A community of 30,000 US Transcriptionist serving Medical Transcription Industry
I'm not talking about the official proofreader positions that people hire in as. I'm talking about VR "editing" - meaning, when you get those reports where VR does what it's supposed to, and you only need to add 1 comma, for instance, in the entire report - and you are zipping along at the 300-400 lph you were promised, as justification for the 50% pay cut on switch to VR...isn't that actually proofreading??

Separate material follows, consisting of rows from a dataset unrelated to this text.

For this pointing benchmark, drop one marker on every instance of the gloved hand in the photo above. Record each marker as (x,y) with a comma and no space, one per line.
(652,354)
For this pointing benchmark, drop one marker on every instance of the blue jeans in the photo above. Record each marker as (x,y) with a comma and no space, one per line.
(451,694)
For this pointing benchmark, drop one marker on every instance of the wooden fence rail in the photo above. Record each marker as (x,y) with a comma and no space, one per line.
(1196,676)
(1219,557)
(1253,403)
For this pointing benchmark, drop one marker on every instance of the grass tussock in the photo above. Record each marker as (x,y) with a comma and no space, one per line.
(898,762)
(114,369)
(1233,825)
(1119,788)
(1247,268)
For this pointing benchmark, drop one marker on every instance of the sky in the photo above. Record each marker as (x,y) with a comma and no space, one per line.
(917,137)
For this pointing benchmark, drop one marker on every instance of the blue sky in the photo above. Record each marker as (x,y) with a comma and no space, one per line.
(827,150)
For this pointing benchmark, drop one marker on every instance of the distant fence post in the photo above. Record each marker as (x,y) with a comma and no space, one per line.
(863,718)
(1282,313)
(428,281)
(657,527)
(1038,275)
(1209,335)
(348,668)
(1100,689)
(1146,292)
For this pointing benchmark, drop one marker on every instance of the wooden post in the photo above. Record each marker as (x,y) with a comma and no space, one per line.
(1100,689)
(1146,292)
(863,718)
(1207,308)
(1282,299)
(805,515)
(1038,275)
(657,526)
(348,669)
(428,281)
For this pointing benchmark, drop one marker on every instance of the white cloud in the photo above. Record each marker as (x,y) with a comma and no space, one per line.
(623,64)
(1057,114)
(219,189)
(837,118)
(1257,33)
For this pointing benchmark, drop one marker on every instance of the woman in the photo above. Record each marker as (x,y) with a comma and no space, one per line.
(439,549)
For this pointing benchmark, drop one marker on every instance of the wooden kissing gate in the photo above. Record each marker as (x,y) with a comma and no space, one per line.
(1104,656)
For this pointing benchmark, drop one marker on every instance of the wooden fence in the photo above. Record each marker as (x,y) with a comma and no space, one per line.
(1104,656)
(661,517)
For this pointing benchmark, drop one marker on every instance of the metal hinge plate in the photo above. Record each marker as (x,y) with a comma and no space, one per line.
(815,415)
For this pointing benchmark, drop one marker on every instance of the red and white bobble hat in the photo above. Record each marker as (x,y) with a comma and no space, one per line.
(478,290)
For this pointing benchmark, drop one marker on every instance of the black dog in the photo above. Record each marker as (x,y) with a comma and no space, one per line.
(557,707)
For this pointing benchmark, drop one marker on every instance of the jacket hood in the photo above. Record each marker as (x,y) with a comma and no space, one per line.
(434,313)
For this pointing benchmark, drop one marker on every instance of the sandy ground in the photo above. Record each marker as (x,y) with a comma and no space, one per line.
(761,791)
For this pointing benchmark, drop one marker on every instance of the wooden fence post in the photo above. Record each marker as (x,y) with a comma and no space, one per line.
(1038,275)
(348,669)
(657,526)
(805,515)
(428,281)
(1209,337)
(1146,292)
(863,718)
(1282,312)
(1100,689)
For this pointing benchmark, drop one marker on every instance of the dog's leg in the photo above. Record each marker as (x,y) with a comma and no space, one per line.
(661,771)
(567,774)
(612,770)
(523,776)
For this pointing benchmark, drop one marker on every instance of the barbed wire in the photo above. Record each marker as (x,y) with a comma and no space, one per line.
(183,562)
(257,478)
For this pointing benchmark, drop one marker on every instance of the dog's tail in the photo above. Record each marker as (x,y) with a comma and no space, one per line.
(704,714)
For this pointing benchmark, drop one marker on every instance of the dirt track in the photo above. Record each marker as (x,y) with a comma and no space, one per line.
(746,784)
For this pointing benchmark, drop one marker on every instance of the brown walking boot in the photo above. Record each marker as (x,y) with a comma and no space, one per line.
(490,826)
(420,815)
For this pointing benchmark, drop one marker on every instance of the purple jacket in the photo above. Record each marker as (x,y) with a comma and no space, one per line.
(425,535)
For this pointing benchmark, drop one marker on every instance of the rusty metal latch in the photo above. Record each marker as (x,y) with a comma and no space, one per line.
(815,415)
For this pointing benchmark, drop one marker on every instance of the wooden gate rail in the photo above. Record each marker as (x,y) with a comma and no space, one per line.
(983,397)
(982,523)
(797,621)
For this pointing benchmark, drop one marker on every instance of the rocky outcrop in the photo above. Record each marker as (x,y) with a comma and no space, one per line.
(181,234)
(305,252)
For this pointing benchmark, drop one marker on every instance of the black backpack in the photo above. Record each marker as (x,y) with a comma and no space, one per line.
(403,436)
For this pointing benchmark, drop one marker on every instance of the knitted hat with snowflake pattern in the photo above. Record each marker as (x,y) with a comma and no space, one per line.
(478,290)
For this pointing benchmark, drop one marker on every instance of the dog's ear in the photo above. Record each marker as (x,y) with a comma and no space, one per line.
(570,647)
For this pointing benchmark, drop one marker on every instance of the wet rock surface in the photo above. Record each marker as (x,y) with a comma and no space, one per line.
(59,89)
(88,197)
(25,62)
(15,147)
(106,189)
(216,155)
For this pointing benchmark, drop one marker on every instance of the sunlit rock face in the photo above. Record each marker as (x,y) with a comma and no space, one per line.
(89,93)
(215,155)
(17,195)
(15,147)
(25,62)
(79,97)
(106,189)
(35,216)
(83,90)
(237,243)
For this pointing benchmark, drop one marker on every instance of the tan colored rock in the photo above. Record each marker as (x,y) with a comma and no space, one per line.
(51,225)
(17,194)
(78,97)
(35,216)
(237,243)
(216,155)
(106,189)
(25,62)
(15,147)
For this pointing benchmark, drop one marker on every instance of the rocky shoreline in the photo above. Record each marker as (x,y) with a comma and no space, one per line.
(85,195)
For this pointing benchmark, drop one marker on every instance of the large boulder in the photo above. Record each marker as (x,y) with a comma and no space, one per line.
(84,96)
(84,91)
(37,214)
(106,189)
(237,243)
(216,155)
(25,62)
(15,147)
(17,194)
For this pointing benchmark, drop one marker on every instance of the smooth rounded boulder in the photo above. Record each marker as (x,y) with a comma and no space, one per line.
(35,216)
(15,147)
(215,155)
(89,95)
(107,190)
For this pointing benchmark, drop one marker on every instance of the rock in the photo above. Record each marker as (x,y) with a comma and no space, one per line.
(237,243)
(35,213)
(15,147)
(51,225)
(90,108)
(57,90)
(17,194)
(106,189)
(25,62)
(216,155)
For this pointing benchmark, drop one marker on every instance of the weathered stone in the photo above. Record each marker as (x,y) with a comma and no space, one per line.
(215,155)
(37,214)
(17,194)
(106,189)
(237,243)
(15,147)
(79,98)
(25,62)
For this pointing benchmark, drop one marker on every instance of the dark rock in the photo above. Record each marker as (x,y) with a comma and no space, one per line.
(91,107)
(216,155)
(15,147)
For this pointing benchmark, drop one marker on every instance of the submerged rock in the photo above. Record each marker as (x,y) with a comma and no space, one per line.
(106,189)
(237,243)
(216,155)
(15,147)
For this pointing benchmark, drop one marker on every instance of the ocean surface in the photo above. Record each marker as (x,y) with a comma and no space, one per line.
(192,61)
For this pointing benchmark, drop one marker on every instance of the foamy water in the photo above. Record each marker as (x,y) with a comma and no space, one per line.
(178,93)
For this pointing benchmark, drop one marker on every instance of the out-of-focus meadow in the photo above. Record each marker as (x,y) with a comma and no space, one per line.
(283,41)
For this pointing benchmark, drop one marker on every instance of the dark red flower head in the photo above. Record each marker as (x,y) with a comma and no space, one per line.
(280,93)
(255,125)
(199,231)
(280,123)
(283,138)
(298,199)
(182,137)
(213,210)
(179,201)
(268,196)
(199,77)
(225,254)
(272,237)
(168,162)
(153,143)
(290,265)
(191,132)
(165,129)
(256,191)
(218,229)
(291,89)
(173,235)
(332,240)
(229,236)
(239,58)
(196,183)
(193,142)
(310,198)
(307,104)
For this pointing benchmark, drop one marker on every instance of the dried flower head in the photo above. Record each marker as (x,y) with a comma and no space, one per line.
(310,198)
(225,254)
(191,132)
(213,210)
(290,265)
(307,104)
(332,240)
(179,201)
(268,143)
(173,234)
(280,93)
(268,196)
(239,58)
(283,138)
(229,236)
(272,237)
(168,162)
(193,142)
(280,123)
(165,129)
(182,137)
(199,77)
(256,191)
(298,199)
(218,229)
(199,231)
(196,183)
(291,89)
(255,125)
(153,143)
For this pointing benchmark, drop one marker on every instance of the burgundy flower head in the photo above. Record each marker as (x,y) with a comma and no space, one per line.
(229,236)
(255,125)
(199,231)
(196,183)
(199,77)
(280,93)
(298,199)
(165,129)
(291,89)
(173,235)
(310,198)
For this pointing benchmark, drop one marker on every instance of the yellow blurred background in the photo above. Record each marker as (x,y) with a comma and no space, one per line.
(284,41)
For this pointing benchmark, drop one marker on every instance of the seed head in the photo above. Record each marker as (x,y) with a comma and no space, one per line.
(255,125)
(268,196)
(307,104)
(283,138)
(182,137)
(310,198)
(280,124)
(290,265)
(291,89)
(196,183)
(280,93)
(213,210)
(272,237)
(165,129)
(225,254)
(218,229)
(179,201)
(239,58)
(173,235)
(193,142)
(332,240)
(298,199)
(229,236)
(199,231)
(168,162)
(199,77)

...but what about those OTHER reports...the ones that require a little (or a lot) of "TLC" - babysitting, handholding, call it what you will...then those you really trully are editing...that you have to make changes in every sentence, if not more...whole phrases drop out...or are added in erroneously...etc...
Why does the distinction matter...because proofing and editing imply two different levels of effort...and so there should be 2 (or multiple) pay rates for VR, because you're not actually doing the same work, not by a long shot, on all reports.
I just wonder what the legalities are, when an employer mischaracterizes (let me rephrase that, misrepresents) what a job entails...in order to pay a worker less. How can that be legal? I wonder also if the Fair Pay Act applies, because MT-ing in US is female-dominated, as they say - whereas editing and proofing fields...aren't???? Have to check on that.
Opinions please...are you a VR/SR editor AND proofreader both? I think I am - and I want to be paid accordingly.